Kita tidak di perkenankana Alloh meniru
wanita dungu dari Makkah yang bernama Rithoh
binti Sa’ad bin Zaid bin Manat bin Tamim.Ia yang telah bersusah payah
memintal benang sejak pagi sampai sore.Tetapi ketika jadi,pintalan benang itu
ia cerai beraikan kembali.Semata-mata karena kedunguannya,sehingga perbuatan
itu ialakukan setiap hari.Alquran menggambarkan:
“Janganlah kamu seperti seorang peempuan yang menguraikan benangnya
yang sudah dipintal dengan kuat,menjadi cerai berai kembali”.(QS.An-Nahl: 9)
Ayat itu memberikan pelajaran kepada kita:
Secara Khusus
Jangan sampai kita berbuat kebaikan,tetapi
pada sisi yang lain kita tidak menjaga konsekwensi dari kebaikan
itu.Misalnya,kita senantiasa mengeluarkan shodaqoh,tetapi kita tidak menjaga
lisan.Ucapan kita masih sering mengungkit-ungkit pemberian itu.Kita selalu
berdzikir menggunakan lafadz-lafadz suci misalnya,tetapi dari lisan kita tidak
jarang keluar ucapan yang menyakitkan orang lain.

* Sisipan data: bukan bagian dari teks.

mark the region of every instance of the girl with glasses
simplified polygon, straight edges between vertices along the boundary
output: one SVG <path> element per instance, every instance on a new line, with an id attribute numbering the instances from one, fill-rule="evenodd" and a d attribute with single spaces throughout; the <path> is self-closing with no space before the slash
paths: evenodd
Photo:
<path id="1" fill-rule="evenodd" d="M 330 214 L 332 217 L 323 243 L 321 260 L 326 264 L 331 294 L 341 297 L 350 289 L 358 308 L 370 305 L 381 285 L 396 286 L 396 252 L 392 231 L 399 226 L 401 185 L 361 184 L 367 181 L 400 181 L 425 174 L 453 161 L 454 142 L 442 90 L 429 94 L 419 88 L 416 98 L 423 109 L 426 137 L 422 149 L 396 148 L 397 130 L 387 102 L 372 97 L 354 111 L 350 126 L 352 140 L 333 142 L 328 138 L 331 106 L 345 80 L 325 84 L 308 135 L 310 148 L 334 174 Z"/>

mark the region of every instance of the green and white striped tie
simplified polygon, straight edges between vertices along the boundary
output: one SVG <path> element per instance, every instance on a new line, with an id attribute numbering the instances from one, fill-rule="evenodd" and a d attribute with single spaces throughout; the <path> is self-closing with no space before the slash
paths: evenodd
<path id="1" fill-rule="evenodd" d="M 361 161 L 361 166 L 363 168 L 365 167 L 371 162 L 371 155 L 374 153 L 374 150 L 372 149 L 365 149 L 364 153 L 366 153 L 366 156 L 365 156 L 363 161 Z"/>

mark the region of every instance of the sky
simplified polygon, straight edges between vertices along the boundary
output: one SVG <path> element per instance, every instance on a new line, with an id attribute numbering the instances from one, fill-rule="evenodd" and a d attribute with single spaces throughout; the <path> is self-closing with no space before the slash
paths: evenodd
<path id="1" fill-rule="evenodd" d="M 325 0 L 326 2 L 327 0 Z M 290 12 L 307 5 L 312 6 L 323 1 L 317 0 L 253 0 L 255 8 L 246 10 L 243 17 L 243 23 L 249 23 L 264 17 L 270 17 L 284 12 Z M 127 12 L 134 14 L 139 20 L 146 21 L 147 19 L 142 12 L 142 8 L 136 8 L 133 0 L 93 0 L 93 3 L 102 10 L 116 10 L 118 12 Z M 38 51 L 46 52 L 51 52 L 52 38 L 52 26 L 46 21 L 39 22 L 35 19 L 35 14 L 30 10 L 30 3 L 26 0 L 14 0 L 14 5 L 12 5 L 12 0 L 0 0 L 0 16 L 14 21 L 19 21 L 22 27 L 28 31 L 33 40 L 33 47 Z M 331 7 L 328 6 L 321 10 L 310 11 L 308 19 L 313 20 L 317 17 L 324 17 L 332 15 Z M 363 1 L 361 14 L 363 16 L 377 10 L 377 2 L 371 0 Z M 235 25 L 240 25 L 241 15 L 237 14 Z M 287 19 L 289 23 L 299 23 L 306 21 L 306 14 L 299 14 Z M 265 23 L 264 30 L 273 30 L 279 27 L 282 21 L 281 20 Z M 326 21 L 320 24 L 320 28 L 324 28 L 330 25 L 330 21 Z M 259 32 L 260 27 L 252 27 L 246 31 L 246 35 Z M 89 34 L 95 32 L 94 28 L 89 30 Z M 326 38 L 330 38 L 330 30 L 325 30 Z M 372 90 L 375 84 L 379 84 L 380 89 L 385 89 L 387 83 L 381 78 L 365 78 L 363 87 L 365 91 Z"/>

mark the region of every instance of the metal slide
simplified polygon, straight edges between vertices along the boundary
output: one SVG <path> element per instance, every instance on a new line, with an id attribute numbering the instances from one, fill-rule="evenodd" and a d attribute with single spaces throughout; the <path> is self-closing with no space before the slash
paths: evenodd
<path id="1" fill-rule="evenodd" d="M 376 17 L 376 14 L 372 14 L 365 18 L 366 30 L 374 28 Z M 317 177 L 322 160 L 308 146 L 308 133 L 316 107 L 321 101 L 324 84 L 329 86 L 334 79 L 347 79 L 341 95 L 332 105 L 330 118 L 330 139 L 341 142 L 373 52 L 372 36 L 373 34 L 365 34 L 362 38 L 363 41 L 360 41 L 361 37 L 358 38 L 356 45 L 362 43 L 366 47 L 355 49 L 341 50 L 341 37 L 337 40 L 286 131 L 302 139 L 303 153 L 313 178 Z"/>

Contoh lainnya,kita berikrar untuk selalu
sholat berjamaah,membaca AlQuran,Qiyamullail,membaca wirid-wirid serta
menghadiri majelis Taushiyah dan Tansiq.Tapi kebaikan itu hanya berupa
ikrar,tidak pernah kita jalankan.Kita tidak beriltizam pada sesuatu yang sebetulnya
kita sendiri dengan sadar telah menetapkannya.
Secara Umum
Jangan samp[ai kita merobohkan bangunan
(baca: kejama’ahan) yang dulu didirikan dengan (…) besar dan kerja keras.Suatu
kesalahan fatal bila kita ikut terlibat menghancurkan sebuah tatanan,apalagi
tatanan itu bertujuan Dakwah Ilalloh (Akhirat).Untuk itu tanggung jawab setelah
ikrar adalah merawat,menjaga dan mengembangkan bangunan itu,tidak malah
meruntuhkannya.Dengan cara menghindari,antara lain:
A.Tafriqul Qulub
Tafriqul
Qulub (perpecahan hati) dan wahnuddin (lemahnya spiritualitas) harus dijauhi.Sebisa mungkin
menerapkan Ta’liful Qulub (Pertautan hati) sesama anggota,dengan jalan praduga
tak bersalah (husnudzdzon),tidak hasud,menghindari ikhtilaf (perbedaan) yang
menjurus kepada mukholafah (perpecahan)menjauhi mujadalah (perdebatan) yang
tidak ada ujungnya dan saling mendoakan.
B. Ifsyaus Sirr
Jangan sampai membongkar rahasia
jama’ah.Karakter munafik yang selalu tajassus
(meneliti) kesalahan dan kemudian mengeksponya untuk menjatuhkan kelompok tertentu,harus
dijauhi.Disamping itu pula jangan membiarkan diri di interogasi orang lain.Kita
harus menjaga amniyah (security) dari
hal-hal yang tidak kita inginkan.
C. Ightiror bil jama’ah
Jangan sampai terhinggapi ightiror bil
jama’ah (terbuai dengan kelompoknya).Anggota yang banyak,kemajuan yang dicapai
dan kemudahan yang diberikan oleh Alloh belum menjadi jaminan keberhasilan.Kita
menjadikan jama’ah sebagai wasilah (sarana) berdakwah,bukan ghoyah
(puncak).Karena itu,kita tidak harus bersifat eksklusif,dengan menyalahkan
kelompok ini dan itu.Ukhuwah harus kita bina dengan prinsip Husnudzdzon bil Muslimin (berbaik
sangkan sesama ummat).
Semua itu adalah tugas,yang tidak lain
adalah amanah yang semestinya dijalankan.Butuh kesiapan mental berupa
keseriusan,kerelaan,pengorbanan dan tanggung jawab.Bila kita siap berikrar maka
harus siap pula menerima konsekwensinya.Karena itu berazamlah dalam
bertugas,dan bertawakkallah kepada Alloh sekaligus berusaha semaksimal mungkin
untuk menjalankan konsekwensinya dalam rangka tugas.